The mesencephalic tegmental tumors can be divided into three groups:
(a)
Dorsal
(b)
Dorsolateral
(c)
Lateral
Success depends on detailed study of imaging and selection of appropriate route according to the location of the pathology that will facilitate maximal safe resection with minimal morbidity [38, 39].
Porter et al. [40] uses a two-point method to select the best approach. A line is drawn between the point where the tumor is closest to the surface and another at the center of the lesion. This will give an indication of which approach to utilize to excise the lesion. Ultimately, route to be selected should allow for excellent exposure and contribute to minimal retraction of brain tissue, vasculature, and cranial nerves ensuring complete excision of tumor with no or minimal complications.
Dorsal tumors of tegmentum can be reached by occipital transtentorial, infratentorial supracerebellar, or midline telovelar approach.
Occipital transtentorial approach is used for lesions superior to pontomesencephalic junction. In dorsal lesions there is a very thin amount of tissue under the pia. The supracollicular area is the entry point into mesencephalon, avoiding causing visual and oculomotor disturbances. In case of a cystic mass, the entry point should give a good vision to the solid part (Fig. 32.5d–f). Since use of a retractor will be not possible in such a deep area, a long plated bayonet can be used for retraction [41, 42]. During the resection of the tumor, pulling the tissue is not recommended; instead an ultrasonic aspirator should be used.

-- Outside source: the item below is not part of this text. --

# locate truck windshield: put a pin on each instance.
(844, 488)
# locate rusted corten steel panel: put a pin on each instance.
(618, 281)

Infratentorial supracerebellar approach can also be used in removal of tegmental lesions. To reach tegmental lesions with this approach, the dural opening should be extended more laterally close to sigmoid sinus. Careful dissection of arachnoid allows wide opening of cerebellomesencephalic fissure. It is important to identify the lateral mesencephalic vein, which lies in the lateral mesencephalic sulcus. To avoid pyramidal tract injury, the entry zone should be posterior to lateral mesencephalic sulcus [32].
In case tumor is extending downward to the pons and the IV ventricle, a midline telovelar approach can be used (Fig. 32.6d–f). The disadvantage of this approach is the long distance to the lesion and working through the IV ventricle. The floor of the IV ventricle should be covered with cotton patties to avoid possible damage during the tumor removal. For big lesions which expand to the suprasellar area, the treatment can be staged and for the second step, a pterional approach can be utilized (Fig. 32.6).